В это время проходила мимо еще не совсем пожилая бабенка в плотно обтянутой запаске, выказывавшей ее круглый и крепкий стан, помощница старой кухарки, кокетка страшная, которая всегда находила что-нибудь пришпилить к своему очипку: или кусок ленточки, или гвоздику, или даже бумажку, если не было чего-нибудь другого.

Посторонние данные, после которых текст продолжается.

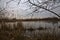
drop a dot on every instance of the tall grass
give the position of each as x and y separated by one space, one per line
7 33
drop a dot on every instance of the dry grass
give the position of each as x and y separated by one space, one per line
16 34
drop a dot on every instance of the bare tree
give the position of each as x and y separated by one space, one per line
39 5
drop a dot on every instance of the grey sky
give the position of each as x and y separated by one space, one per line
19 9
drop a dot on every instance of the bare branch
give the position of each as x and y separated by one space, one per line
43 8
19 2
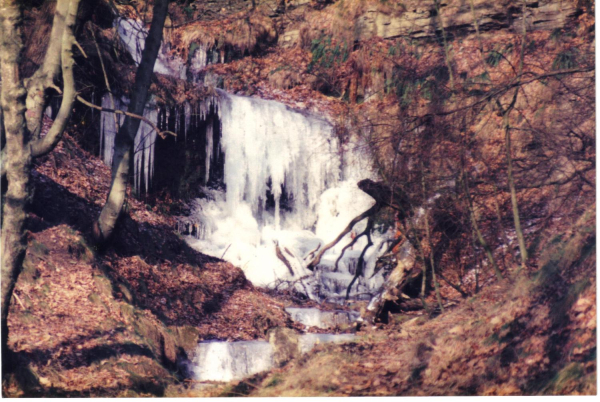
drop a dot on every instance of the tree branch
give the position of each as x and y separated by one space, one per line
163 134
46 144
369 212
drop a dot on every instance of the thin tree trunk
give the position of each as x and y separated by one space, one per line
486 247
19 149
436 285
124 141
43 146
513 193
18 160
446 47
46 74
508 147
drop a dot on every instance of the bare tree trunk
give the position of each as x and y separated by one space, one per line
20 149
39 84
436 284
482 242
508 146
124 141
18 159
446 46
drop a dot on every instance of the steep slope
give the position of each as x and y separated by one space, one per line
114 322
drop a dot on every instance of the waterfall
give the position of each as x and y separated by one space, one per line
133 35
145 139
268 147
290 186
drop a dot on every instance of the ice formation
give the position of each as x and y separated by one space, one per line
143 157
289 185
133 35
288 191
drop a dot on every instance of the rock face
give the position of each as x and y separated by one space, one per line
418 19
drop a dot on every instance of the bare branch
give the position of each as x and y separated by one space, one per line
163 134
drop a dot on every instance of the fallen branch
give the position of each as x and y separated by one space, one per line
371 211
133 115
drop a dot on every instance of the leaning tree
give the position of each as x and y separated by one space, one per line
23 102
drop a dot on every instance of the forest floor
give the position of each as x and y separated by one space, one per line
114 322
530 335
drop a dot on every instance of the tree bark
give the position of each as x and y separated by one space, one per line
42 146
46 74
19 149
18 159
104 227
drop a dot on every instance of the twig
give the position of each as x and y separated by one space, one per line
226 250
19 300
133 115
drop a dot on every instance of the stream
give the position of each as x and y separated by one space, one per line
224 361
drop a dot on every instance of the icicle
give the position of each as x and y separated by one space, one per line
187 110
265 140
209 149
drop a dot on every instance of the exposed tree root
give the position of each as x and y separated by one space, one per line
361 260
369 212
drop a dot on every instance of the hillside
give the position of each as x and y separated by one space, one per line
476 121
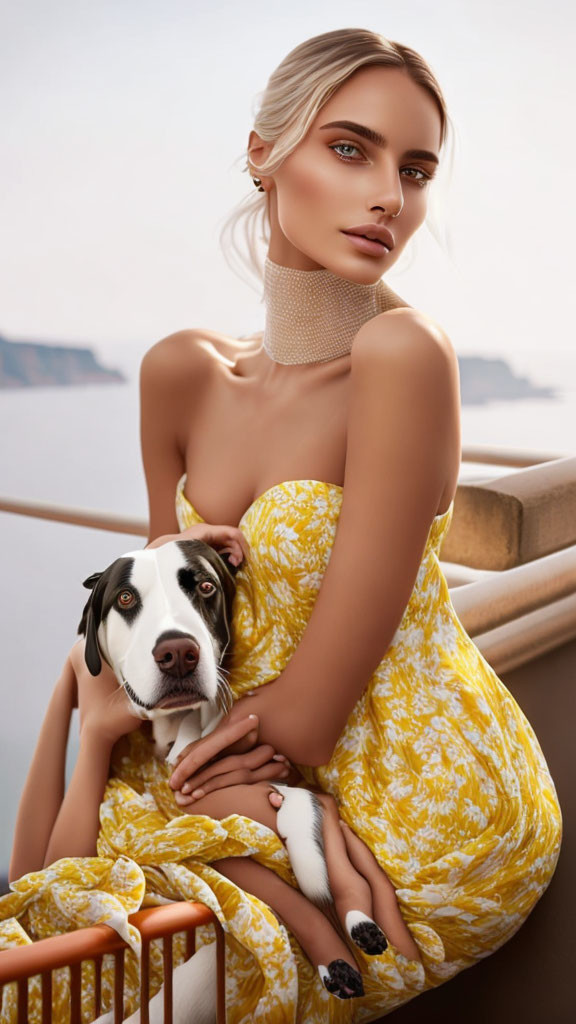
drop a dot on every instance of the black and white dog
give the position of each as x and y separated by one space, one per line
160 617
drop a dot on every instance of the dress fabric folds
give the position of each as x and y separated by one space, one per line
438 770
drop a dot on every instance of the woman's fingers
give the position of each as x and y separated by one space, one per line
203 750
254 759
242 776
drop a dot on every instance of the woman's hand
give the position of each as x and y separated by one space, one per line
246 761
105 709
224 540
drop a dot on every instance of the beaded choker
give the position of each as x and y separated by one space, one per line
314 315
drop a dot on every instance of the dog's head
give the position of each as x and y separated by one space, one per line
161 619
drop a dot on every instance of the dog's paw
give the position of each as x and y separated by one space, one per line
367 935
341 980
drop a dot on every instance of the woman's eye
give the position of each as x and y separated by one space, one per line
343 145
206 588
424 175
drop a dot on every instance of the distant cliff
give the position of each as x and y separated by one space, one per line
492 380
29 364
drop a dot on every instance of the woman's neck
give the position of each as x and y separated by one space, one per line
314 315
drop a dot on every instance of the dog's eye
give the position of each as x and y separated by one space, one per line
206 588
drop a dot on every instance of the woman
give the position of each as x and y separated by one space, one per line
331 452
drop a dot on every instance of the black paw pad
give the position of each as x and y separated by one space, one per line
340 979
369 937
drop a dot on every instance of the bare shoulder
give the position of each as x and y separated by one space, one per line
407 345
404 334
175 357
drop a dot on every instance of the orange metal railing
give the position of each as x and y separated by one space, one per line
23 963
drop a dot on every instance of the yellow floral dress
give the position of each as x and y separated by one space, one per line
438 770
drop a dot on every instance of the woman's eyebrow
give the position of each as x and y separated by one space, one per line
377 139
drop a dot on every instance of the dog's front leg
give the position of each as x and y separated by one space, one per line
299 825
189 731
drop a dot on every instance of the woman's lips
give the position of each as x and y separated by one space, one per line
367 245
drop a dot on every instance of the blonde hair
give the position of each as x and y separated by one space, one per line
301 84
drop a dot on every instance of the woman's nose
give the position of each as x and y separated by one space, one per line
387 195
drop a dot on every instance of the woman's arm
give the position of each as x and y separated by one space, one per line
404 403
106 715
43 791
50 823
171 380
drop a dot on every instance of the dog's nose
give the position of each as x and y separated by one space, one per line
176 656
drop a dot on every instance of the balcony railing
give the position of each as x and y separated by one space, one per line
72 949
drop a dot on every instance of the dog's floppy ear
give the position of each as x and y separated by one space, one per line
89 624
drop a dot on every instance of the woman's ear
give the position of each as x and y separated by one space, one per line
258 152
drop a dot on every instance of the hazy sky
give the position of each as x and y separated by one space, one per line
124 121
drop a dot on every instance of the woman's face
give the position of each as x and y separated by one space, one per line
337 179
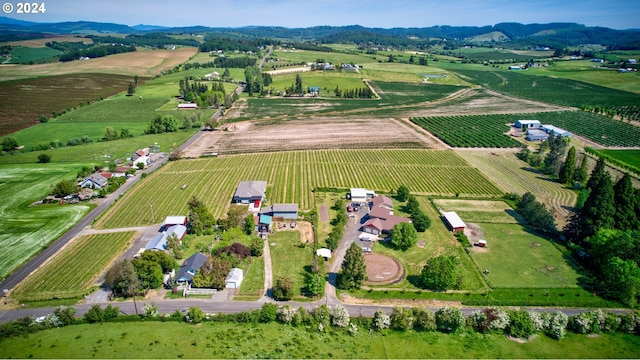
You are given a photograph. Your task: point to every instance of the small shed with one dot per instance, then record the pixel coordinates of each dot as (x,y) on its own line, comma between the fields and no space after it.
(324,252)
(454,221)
(234,279)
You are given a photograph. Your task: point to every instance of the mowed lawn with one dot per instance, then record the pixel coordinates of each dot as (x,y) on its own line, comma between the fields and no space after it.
(289,258)
(228,340)
(25,228)
(517,258)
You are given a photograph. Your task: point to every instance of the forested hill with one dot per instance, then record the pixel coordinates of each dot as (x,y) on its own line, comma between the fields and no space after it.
(554,35)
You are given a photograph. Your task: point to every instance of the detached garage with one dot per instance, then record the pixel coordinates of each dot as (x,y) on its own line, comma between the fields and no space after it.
(234,279)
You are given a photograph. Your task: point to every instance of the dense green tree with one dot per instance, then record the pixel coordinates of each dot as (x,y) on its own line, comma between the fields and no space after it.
(149,272)
(122,279)
(625,204)
(568,168)
(354,269)
(440,273)
(9,144)
(402,193)
(404,236)
(283,289)
(582,173)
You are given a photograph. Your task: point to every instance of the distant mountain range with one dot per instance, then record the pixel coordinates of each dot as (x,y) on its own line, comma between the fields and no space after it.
(552,34)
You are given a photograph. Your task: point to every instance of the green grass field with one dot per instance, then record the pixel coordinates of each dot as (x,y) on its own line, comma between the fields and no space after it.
(435,241)
(227,340)
(25,228)
(291,176)
(289,258)
(517,258)
(71,273)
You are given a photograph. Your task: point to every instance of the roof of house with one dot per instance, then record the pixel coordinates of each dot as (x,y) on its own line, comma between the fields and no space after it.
(175,220)
(235,275)
(177,230)
(249,189)
(159,242)
(453,219)
(191,266)
(383,201)
(279,208)
(265,219)
(324,252)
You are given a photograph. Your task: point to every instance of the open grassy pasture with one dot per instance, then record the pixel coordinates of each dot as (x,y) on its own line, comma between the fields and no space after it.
(104,152)
(144,63)
(631,157)
(25,228)
(517,258)
(484,211)
(26,55)
(437,240)
(72,271)
(547,89)
(585,70)
(24,101)
(289,257)
(291,176)
(229,340)
(512,175)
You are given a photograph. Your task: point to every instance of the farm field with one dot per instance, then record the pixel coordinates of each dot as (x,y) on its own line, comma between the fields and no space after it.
(436,240)
(144,63)
(289,257)
(484,211)
(104,152)
(72,271)
(512,175)
(517,258)
(24,101)
(230,340)
(291,176)
(311,133)
(25,228)
(564,92)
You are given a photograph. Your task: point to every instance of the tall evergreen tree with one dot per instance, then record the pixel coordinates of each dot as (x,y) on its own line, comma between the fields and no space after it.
(354,269)
(568,167)
(582,173)
(625,203)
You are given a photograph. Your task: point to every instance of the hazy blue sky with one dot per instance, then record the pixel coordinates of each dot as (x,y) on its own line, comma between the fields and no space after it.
(620,14)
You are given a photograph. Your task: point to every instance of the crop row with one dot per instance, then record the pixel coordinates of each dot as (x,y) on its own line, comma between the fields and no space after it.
(470,131)
(72,271)
(551,90)
(291,177)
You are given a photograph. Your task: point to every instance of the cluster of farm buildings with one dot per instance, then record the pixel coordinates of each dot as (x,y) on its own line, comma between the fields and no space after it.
(536,131)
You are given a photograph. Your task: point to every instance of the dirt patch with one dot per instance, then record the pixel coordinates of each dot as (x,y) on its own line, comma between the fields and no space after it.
(310,134)
(324,213)
(382,269)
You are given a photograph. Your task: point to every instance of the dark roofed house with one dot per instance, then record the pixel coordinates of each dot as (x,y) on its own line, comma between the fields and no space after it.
(380,218)
(190,267)
(281,211)
(94,181)
(250,192)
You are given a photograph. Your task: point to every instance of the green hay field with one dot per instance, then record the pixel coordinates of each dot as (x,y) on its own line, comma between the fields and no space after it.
(226,340)
(517,258)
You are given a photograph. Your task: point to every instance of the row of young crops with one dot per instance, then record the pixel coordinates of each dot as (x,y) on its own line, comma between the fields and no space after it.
(488,130)
(471,130)
(291,178)
(72,271)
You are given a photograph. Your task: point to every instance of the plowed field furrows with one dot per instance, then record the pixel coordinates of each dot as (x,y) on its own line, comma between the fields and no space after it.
(515,176)
(291,177)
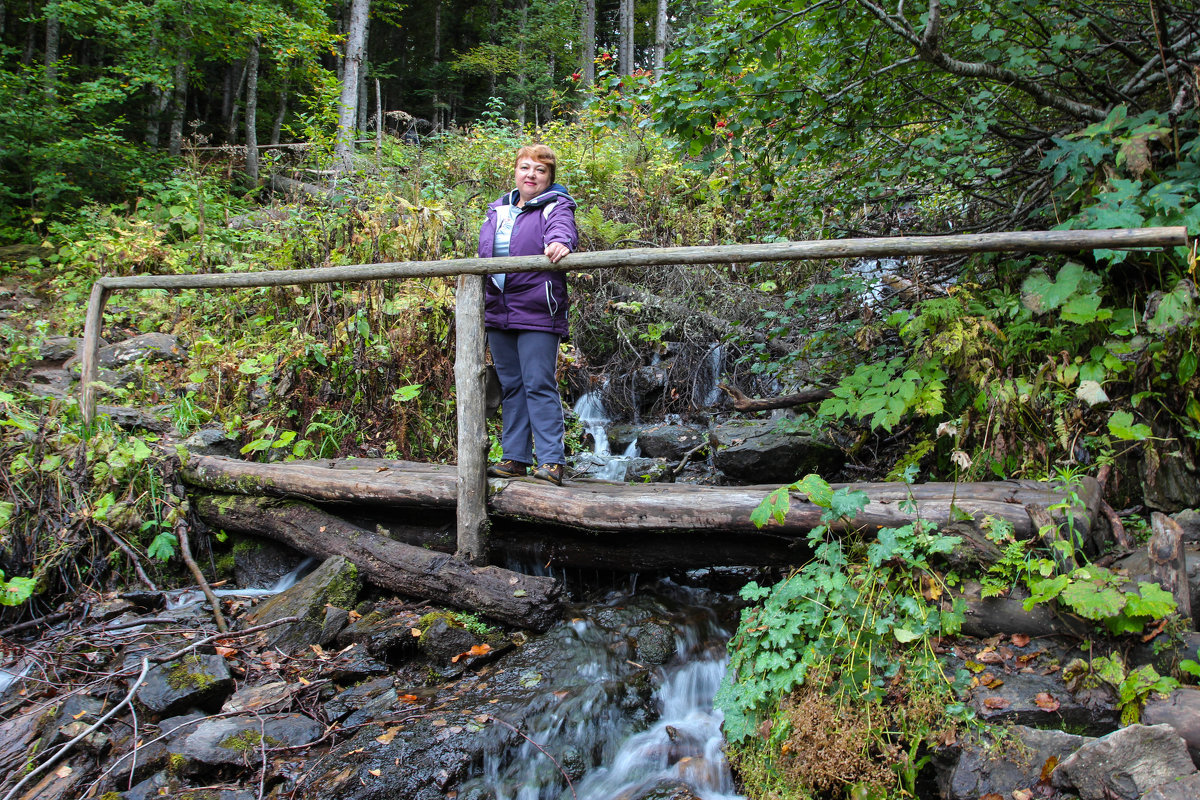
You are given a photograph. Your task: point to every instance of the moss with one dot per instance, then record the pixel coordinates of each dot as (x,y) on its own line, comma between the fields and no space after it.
(343,590)
(247,740)
(189,673)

– Здравствуй, Хома! – сказала она, увидев философа. – Ай-ай-ай! что это с тобою? – вскричала она, всплеснув руками.
– Как что, глупая баба?
– Ах, боже мой! Да ты весь поседел!
– Эге-ге! Да она правду говорит! – произнес Спирид, всматриваясь в него пристально. – Ты точно поседел, как наш старый Явтух.
Философ, услышавши это, побежал опрометью в кухню, где он заметил прилепленный к стене, обпачканный мухами треугольный кусок зеркала, перед которым были натыканы незабудки, барвинки и даже гирлянда из нагидок, показывавшие назначение его для туалета щеголеватой кокетки. Он с ужасом увидел истину их слов: половина волос его, точно, побелела.
Повесил голову Хома Брут и предался размышлению.
– Пойду к пану, – сказал он наконец, – расскажу ему все и объясню. что больше не хочу читать. Пусть отправляет меня сей же час в Киев.
В таких мыслях направил он путь свой к крыльцу панского дома.
Сотник сидел почти неподвижен в своей светлице; та же самая безнадежная печаль, какую он встретил прежде на его лице, сохранялась в нем и доныне. Щеки его опали только гораздо более прежнего. Заметно было, что он очень мало употреблял пищи или, может быть, даже вовсе не касался ее. Необыкновенная бледность придавала ему какую-то каменную неподвижность.
– Здравствуй, небоже[], – произнес он, увидев Хому, остановившегося с шапкою в руках у дверей. – Что, как идет у тебя? Все благополучно?